Forgotten Bloodlines: Agate is an upcoming Speculative Documentary film in the vein of programs like the BBC series Walking with Beasts, relying heavily on CGI to recreate the ancient environment and ecosystem that is today preserved as the Agate Fossil Beds National Monument (traditionally Agate Springs Ranch) in northwestern Nebraska, United States. The film focuses on the creatures of the early Miocene Epoch (20 million years ago), specifically the chalicothere Moropus and the giant entelodont Daeodon, as they and other animals grow and struggle over the course of several years to adapt to the changing environment as the forests of western North America give way to vast open prairies.
The 40-minute film is an indie project created by a team of paleontologists and paleoartists, with narration provided by zoologist and wildlife adventurer Nigel Marven. It was officially announced in December 2020 and was initially slated for a 2022 release, with the first teaser trailer being released in January 2021 and the opening scene publicly released in November 2022. A Kickstarter ran during March 2023 to develop the project as a three part miniseries of 15 minute episodes.
This show provides examples of:
- Animals Lack Attributes: Averted. The full-body profile of the Daeodon model shows a penile sheath.
- Bigger Is Better: The film stars the two largest animals found in the Agate Fossil Beds.
- Cue the Sun: The documentary's opening scene begins with a sunrise over the prehistoric landscape, which the narration notes as the beginning of the dry season.
- Death of a Child: The main action of the teaser is the adorable Moropus calf falling victim to a Daeodon.
- Eats Babies: The Daeodon in the teaser makes its first appearance preying on a Moropus calf.
- Full-Boar Action: A given considering that the trailer sets up Daeodon, the largest of the entelodonts (popularly known as "hell pigs") and one of the two main species in the film, as a fearsome predator.note
- Mix-and-Match Critters:
- Daeodon looks somewhat like a giant long-legged pig, though its snout shape and dentition is somewhat more hippo-like, with the ability to open its jaws quite wide.
- Moropus vaguely resembles a giant tapir with the neck and head of a horse, with body patterning inspired by young tapirs and okapi.
- Stenomylus are small camels that look and behave like antelope, and are even shown pronking in the opening scene.
- Narrative-Driven Nature Documentary: The film will focus on the struggles of an individual Moropus and Daeodon, depicting how their sometimes overlapping life stories play out over the course of several years.

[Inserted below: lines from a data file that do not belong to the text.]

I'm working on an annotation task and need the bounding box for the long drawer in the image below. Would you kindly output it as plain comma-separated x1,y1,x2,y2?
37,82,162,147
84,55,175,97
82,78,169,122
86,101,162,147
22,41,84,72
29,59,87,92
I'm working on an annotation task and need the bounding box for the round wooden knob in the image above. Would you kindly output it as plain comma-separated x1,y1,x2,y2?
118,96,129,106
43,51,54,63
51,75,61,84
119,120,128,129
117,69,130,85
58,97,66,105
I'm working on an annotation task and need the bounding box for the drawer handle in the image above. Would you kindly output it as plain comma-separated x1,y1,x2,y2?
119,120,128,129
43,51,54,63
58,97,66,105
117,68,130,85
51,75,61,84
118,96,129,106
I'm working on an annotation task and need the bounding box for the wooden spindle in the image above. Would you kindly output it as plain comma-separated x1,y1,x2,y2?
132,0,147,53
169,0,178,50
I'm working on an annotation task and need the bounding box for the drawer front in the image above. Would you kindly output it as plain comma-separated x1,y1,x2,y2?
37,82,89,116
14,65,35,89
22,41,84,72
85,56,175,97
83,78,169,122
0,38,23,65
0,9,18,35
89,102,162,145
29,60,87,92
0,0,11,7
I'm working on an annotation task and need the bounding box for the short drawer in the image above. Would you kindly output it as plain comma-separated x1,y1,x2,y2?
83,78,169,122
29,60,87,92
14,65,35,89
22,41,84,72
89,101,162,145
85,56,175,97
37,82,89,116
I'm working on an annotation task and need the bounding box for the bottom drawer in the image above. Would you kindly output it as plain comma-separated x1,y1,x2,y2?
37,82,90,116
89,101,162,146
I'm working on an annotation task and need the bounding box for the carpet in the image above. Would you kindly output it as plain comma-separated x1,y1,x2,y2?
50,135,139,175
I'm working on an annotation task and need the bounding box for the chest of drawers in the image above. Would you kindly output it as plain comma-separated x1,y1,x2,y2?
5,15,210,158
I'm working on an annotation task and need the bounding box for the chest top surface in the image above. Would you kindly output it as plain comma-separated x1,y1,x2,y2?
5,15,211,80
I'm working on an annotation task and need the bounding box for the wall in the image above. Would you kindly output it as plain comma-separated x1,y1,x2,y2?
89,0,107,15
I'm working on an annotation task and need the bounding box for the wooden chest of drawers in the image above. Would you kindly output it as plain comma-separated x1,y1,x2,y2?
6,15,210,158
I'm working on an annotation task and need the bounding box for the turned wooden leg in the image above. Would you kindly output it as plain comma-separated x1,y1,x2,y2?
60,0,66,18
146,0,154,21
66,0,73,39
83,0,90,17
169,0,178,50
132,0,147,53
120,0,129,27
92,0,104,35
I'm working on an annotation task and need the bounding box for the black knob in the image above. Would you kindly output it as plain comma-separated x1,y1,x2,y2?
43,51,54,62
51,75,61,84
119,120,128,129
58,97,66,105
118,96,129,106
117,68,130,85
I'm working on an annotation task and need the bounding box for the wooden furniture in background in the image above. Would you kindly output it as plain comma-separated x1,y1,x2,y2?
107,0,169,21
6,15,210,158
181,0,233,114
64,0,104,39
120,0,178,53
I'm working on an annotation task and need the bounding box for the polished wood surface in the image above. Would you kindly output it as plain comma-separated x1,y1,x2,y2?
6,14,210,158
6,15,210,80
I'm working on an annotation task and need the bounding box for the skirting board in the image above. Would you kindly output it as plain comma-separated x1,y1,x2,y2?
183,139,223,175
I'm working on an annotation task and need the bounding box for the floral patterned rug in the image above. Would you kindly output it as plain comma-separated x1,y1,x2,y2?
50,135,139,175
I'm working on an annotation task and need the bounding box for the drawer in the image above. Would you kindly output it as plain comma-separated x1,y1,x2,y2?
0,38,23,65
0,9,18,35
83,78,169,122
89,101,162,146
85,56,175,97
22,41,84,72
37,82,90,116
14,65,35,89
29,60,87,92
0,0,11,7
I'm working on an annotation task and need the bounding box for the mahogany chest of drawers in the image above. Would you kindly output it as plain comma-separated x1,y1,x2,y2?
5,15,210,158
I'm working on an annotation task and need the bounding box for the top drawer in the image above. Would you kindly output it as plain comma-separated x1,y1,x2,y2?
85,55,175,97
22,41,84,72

- Noisy Nature: At least in the teaser, the Daeodon lets out a bellow as it springs upon its prey, despite being an ambush predator. Averted in the rest of the teaser though; the Moropus herd are actually pretty silent aside from their breathing noises instead of constantly bellowing for no apparent reason like large herbivores in other similar media.
- Non-Standard Character Design: Each individual Moropus seen in the trailer has a slightly different coat hue, and the calf has a completely different color pattern from the adults, lacking stripes on its legs and face.
- Prehistoric Monster: Downplayed somewhat if only because the Daeodon doesn't look as monstrous and off-putting as other notable entelodont depictions like the aforementioned Walking with Beasts, and it's still ultimately depicted as a regular animal - albeit a pretty intimidating looking one - just trying to survive.
- Rack Focus: The presence of the Daeodon is revealed this way in teaser, with the virtual camera shifting focus from the Moropus calf in the foreground. The trick is employed again in the opening scene, though the Daeodon was already introduced a few shots earlier.
- Scream Discretion Shot: The teaser cuts to black just as the Daeodon attacks, and all we hear is the Moropus calf's blood-curdling scream.
- Stalker Shot: The first onscreen appearance of Daeodon in the teaser is of it hiding in a thicket behind the Moropus calf as the music swells.